Fundamentally, though Saudi will face challenges to create sufficient and affordable housing in the coming years for its growing population. Its attempt in the middle of 2012 to kick-start the home lending market by introducing a new mortgage law has largely failed to build confidence among potential borrowers.

The country’s population is overwhelmingly young, with only 2.4 per cent above 65 years of age, so much will be needed to meet a rise in home financing demand in the coming decades.


As the wind of international politics and regional political dissent has changed in the last decade, so too has Saudi’s geo-political outlook.

Since the 9/11 attacks, relations between Saudi and the US have become more complex but Riyadh continues to maintain a strategic partnership with Washington, which is fundamental to its security.

Experts say that the current unwritten security architecture ‘oil-for-security’ between the two has sometimes become contradictory due to many domestic, regional and international factors.

Saudi, for instance, has shifted its stance towards Asia, especially China and India, in search of the rapid development there that it hopes will provide a more reliable and long-term source of crude oil demand.

There is also the beginnings of a shale gas arms race emerging between the US and Saudi, as under President Obama’s recent guidance America has been transformed from the world’s largest gas importer to a budding exporter.

Saudi Aramco has more than doubled its proven reserves of conventional gas since 1987, and the start-up of the Karan gas field in 2011 provided a supply boost from a field whose output is not driven by global demand for Saudi crude.

But with a decade-long search in the Empty Quarter having unearthed no commercially viable conventional gas, Aramco has been mapping unconventional reserves – or shale gas – in the hope they will help meet an expected doubling of demand by 2030 in a country that bans gas imports.

At the same time, domestically Saudi’s leaders have to increasingly take popular sentiments into account as it becomes more difficult in the post-Arab Spring environment to disregard the reactions of its people on important economic and social issues.

As the GCC’s largest economy by far, the Kingdom will continue to seek regional political influence through its financial and Islamic ‘soft power’, as well as the industrial benefits from being the most important oil producer in the world, de facto leader of OPEC and the ‘central Bank’ of the world’s oil market.

It is also expected to continue its alliance with the EU to maintain stable long term market for its oil resources.

The turbulence in the Middle East and North Africa added a risk premium to oil prices in 2012 and this will likely remain the case for most of this year as uncertainty is likely to linger.
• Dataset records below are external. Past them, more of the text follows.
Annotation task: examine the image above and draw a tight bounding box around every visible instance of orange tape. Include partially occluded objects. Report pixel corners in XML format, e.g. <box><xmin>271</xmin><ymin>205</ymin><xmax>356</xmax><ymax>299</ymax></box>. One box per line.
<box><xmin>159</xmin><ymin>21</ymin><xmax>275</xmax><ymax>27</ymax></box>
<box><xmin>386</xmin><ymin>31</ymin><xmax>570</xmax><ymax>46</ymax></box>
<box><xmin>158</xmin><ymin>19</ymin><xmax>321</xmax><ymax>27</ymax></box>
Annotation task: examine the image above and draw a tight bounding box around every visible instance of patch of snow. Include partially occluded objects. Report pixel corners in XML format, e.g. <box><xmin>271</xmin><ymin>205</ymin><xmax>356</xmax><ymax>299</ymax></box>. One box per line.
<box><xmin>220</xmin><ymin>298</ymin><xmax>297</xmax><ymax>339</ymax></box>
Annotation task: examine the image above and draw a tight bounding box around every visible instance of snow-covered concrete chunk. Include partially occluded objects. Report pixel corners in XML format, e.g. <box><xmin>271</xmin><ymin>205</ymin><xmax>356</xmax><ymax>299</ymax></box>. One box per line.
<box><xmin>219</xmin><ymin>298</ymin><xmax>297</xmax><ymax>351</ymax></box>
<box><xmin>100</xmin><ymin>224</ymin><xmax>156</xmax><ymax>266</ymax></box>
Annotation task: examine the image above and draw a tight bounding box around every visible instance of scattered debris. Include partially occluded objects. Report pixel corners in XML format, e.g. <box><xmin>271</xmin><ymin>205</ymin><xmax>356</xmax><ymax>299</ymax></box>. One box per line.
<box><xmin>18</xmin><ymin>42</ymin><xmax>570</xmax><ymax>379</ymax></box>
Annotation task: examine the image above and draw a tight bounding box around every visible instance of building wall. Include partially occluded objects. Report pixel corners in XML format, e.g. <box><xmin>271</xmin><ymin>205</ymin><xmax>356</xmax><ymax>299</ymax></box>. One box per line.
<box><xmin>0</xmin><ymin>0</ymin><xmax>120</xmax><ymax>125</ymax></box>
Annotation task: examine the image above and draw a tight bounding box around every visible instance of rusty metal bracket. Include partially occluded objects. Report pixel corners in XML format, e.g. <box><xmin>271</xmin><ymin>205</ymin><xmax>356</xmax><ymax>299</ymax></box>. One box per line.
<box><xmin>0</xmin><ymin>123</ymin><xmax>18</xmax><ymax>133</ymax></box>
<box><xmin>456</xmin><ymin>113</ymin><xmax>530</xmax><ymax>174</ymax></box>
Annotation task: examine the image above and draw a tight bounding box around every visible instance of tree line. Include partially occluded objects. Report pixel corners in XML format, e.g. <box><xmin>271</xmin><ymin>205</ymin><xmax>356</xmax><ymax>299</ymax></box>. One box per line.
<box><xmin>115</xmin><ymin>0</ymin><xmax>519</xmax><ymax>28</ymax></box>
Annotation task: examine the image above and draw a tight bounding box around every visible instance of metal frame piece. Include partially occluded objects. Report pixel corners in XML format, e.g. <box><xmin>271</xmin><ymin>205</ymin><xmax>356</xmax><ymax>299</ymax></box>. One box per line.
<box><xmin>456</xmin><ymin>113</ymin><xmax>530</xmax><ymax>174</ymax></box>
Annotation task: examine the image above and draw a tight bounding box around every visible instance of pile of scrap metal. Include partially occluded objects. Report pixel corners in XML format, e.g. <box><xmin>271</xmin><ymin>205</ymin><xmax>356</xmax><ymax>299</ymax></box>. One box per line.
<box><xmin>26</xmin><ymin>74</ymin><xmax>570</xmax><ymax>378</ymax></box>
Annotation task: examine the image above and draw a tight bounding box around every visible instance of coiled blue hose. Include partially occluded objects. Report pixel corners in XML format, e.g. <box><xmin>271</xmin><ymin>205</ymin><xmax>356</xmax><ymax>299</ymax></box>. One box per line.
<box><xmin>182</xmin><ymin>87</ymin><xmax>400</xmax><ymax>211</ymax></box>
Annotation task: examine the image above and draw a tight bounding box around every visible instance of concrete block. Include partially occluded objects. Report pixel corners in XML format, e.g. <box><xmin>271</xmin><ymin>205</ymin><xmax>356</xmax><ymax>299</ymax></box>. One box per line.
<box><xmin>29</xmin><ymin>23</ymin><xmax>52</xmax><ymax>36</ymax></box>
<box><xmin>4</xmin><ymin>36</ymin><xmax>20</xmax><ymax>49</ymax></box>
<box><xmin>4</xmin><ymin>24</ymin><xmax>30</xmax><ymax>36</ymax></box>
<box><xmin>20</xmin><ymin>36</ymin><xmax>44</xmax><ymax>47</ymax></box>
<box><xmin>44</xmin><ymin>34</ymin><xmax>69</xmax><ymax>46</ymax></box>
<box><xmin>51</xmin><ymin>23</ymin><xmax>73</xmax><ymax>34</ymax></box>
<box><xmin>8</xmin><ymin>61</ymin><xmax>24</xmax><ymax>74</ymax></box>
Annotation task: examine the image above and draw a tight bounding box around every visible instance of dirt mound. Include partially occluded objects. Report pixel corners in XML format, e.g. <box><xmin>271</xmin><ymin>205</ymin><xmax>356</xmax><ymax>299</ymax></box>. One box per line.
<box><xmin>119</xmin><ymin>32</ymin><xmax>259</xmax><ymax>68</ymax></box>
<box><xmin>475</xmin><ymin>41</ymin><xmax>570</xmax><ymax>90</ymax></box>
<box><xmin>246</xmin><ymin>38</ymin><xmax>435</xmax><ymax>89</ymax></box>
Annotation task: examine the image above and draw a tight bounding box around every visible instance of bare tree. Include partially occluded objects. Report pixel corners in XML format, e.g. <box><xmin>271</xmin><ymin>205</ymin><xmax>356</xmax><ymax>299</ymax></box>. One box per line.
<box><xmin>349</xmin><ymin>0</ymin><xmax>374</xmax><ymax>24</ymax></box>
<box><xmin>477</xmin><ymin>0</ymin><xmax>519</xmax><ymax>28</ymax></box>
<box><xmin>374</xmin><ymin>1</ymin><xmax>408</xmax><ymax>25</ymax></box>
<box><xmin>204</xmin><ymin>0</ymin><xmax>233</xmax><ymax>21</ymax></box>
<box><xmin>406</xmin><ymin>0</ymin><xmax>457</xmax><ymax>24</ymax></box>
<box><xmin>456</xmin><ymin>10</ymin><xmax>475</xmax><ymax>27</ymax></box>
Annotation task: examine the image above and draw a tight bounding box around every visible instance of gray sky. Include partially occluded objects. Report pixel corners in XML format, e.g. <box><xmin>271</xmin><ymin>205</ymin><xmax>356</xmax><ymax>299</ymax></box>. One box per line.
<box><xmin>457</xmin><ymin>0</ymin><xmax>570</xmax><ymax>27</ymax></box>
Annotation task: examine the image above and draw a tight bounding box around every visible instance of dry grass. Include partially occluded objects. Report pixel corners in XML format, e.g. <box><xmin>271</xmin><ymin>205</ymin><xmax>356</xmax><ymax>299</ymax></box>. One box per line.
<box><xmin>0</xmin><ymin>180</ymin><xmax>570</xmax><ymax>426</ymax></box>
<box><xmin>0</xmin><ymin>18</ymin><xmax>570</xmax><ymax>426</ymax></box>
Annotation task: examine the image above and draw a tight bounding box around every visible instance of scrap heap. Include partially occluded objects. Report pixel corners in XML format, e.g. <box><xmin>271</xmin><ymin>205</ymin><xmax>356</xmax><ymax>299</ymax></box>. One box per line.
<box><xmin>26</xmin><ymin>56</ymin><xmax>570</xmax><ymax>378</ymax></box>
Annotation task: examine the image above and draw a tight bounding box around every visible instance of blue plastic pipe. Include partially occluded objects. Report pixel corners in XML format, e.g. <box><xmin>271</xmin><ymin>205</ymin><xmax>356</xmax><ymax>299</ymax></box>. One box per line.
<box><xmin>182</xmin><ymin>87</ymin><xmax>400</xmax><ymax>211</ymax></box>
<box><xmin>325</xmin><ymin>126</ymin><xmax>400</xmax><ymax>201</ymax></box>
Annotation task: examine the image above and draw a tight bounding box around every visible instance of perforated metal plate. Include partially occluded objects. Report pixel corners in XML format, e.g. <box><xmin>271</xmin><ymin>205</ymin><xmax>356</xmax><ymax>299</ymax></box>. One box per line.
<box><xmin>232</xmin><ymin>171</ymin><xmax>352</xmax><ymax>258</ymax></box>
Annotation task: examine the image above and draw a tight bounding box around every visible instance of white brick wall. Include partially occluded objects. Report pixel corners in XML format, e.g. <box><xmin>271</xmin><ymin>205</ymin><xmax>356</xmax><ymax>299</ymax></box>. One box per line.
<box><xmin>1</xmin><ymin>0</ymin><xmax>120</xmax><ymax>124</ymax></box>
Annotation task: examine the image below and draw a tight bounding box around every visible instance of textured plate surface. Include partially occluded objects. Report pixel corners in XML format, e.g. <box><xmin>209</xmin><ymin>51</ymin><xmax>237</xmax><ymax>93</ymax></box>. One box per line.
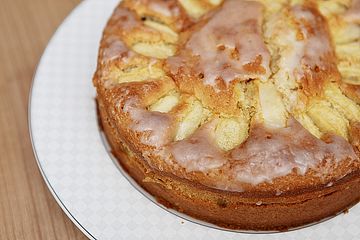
<box><xmin>29</xmin><ymin>0</ymin><xmax>360</xmax><ymax>240</ymax></box>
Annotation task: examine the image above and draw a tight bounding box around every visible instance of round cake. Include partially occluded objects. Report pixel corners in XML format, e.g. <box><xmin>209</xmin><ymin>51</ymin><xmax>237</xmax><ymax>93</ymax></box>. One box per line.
<box><xmin>93</xmin><ymin>0</ymin><xmax>360</xmax><ymax>231</ymax></box>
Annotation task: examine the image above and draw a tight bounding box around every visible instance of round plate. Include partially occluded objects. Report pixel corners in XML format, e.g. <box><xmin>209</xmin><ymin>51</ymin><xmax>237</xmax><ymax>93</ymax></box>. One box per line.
<box><xmin>29</xmin><ymin>0</ymin><xmax>360</xmax><ymax>240</ymax></box>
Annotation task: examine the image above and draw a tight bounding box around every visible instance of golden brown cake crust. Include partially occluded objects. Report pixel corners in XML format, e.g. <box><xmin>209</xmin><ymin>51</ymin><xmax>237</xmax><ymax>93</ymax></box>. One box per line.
<box><xmin>93</xmin><ymin>0</ymin><xmax>360</xmax><ymax>230</ymax></box>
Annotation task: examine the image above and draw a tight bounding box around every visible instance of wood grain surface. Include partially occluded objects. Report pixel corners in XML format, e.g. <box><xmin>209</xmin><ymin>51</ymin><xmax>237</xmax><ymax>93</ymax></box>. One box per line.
<box><xmin>0</xmin><ymin>0</ymin><xmax>86</xmax><ymax>240</ymax></box>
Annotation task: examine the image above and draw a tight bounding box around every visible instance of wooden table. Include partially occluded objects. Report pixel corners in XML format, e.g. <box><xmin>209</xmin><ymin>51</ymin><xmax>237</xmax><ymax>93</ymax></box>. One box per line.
<box><xmin>0</xmin><ymin>0</ymin><xmax>86</xmax><ymax>240</ymax></box>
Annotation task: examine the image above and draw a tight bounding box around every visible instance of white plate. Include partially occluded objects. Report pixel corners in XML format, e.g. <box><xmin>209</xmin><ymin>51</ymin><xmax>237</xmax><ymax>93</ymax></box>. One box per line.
<box><xmin>29</xmin><ymin>0</ymin><xmax>360</xmax><ymax>240</ymax></box>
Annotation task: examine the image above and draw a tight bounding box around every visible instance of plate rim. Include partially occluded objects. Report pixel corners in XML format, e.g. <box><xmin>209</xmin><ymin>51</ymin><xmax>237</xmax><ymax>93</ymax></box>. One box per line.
<box><xmin>27</xmin><ymin>1</ymin><xmax>96</xmax><ymax>240</ymax></box>
<box><xmin>27</xmin><ymin>0</ymin><xmax>356</xmax><ymax>240</ymax></box>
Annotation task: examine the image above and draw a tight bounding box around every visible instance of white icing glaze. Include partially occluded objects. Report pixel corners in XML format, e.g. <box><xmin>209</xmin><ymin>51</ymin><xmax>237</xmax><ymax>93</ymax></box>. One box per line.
<box><xmin>101</xmin><ymin>35</ymin><xmax>134</xmax><ymax>63</ymax></box>
<box><xmin>344</xmin><ymin>0</ymin><xmax>360</xmax><ymax>23</ymax></box>
<box><xmin>149</xmin><ymin>1</ymin><xmax>178</xmax><ymax>17</ymax></box>
<box><xmin>170</xmin><ymin>121</ymin><xmax>227</xmax><ymax>172</ymax></box>
<box><xmin>231</xmin><ymin>119</ymin><xmax>358</xmax><ymax>185</ymax></box>
<box><xmin>124</xmin><ymin>100</ymin><xmax>173</xmax><ymax>147</ymax></box>
<box><xmin>169</xmin><ymin>0</ymin><xmax>270</xmax><ymax>86</ymax></box>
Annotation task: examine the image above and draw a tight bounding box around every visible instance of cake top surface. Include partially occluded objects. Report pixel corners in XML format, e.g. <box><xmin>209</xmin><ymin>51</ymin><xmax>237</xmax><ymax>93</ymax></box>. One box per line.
<box><xmin>94</xmin><ymin>0</ymin><xmax>360</xmax><ymax>191</ymax></box>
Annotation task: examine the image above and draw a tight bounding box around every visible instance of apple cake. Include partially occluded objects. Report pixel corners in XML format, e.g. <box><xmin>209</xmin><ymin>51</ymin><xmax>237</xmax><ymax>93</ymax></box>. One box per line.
<box><xmin>93</xmin><ymin>0</ymin><xmax>360</xmax><ymax>231</ymax></box>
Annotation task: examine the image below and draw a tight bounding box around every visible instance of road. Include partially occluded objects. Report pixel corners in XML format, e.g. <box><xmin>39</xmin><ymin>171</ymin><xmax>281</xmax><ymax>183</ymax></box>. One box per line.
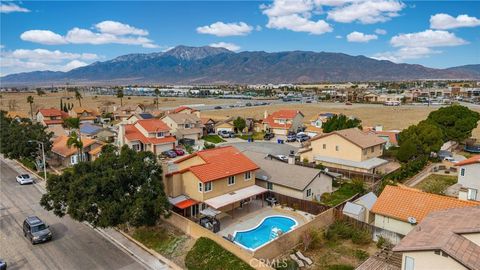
<box><xmin>0</xmin><ymin>161</ymin><xmax>145</xmax><ymax>270</ymax></box>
Tensions surrounding Iran have also the potential to cause crude prices to remain elevated.

Political commentators say the current Saudi calculations are driven by a deep fear and suspicion of expanding Iranian influence.

They see Iran’s activities as dangerously provocative, not only in Iraq, but also in Syria, Lebanon, Palestine, Bahrain, Yemen, parts of Africa, and Southeast Asia. There are growing fears that in the event of a nuclear breakout by Iran, Saudi would feel compelled to build or acquire its own nuclear arsenal.